News Article by AFP posted on August 07, 2001
at 12:23:58: EST (-5 GMT)
Sudan rebels claim first attack on oilfields, inflicting “heavy casualties”
by Peter King
CAIRO, Aug 7 (AFP) — Sudanese rebels on Tuesday claimed a landmark raid on oilfields in central Sudan, inflicting “heavy casualties,” and warned foreign oil firms to pull out of the region.
If confirmed, it would be the first time in the 18-year-civil war against Khartoum that the Sudan People’s Liberation Army (SPLA) have
succeeded in attacking the oilfields, which started pumping oil for export in 1999.
“A special unit from the SPLA managed to attack the nerve system of the oil production in the Unity province at Higlieg town,” before withdrawing safely to their rear bases, SPLA spokesman Yasser Arman told AFP in Cairo by telephone from his Asmara base.
Rebel leader John Garang warned in June that foreign oil firms in Sudan were “legitimate targets” for attack and vowed that SPLA forces would one day seize the oil fields.
Arman said the special unit had attacked Higlieg at dawn on Sunday and “inflicted heavy losses in equipment, oil installations and lives on the government side.”
The Sudanese government’s official army spokesman said on Sunday that Khartoum troops had repelled a rebel attack that morning in northern Unity state, in a region not far from Higlieg, but it was not clear if he was
referring to the same incident.
General Mohamed Beshir Suleiman was quoted by SUNA news agency as saying his troops stood up to the infiltrators, “drove them back and tightened control of the area” which he said was “now quiet and secure”.
Suleiman did not mention any casualties on either side. The government claimed to have repelled another such attack in early July.
The SPLA spokesman could not provide details of casualties, but said the rebels had attacked both oil installations and the airport in Higlieg which, according to the government, is actually situated in South Kordofan state bordering Unity state to the north.
Arman claimed SPLA troops are holding permanent positions around Wang Kai and Moyom towns in Unity State.
“The SPLA would like to make it clear that such operations and more intensive operations will continue in the oilfields,” Arman said, adding that SPLA forces had recently been bolstered by thousands of new
“Foreign oil companies must realise before it is too late that the SPLA’s arm is long and that they must halt their operations,” he warned.
The southern-based rebels specifically warned oil companies and their personnel in June to withdraw ahead of an offensive on the oil-rich Unity state, amid a series of rebel advances earlier this year.

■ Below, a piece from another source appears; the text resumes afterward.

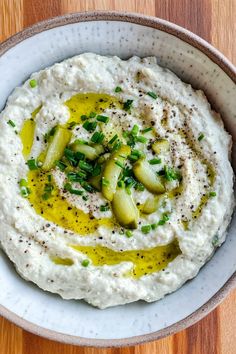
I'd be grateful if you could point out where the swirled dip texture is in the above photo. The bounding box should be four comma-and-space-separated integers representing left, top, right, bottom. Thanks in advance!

The SPLA accuses Khartoum of using oil revenues to wage war against the southern separatists. The government has been exporting oil since the end of August 1999 with the help of Chinese, Malaysian, Canadian, Swedish and other companies.
The rebels also accuse the government of chasing hundreds of thousands of civilians from their homes in Unity state to clear the land
for oil operations.
The SPLA, which is based in mainly animist and Christian southern Sudan, has been waging an 18-year war against successive Muslim
and Arab governments in Khartoum.
Sudanese President Omar al-Beshir seized power in an Islamist-backed coup in 1989, and his government has pushed for establishing
Islamic law throughout the country, which the SPLA vehemently rejects.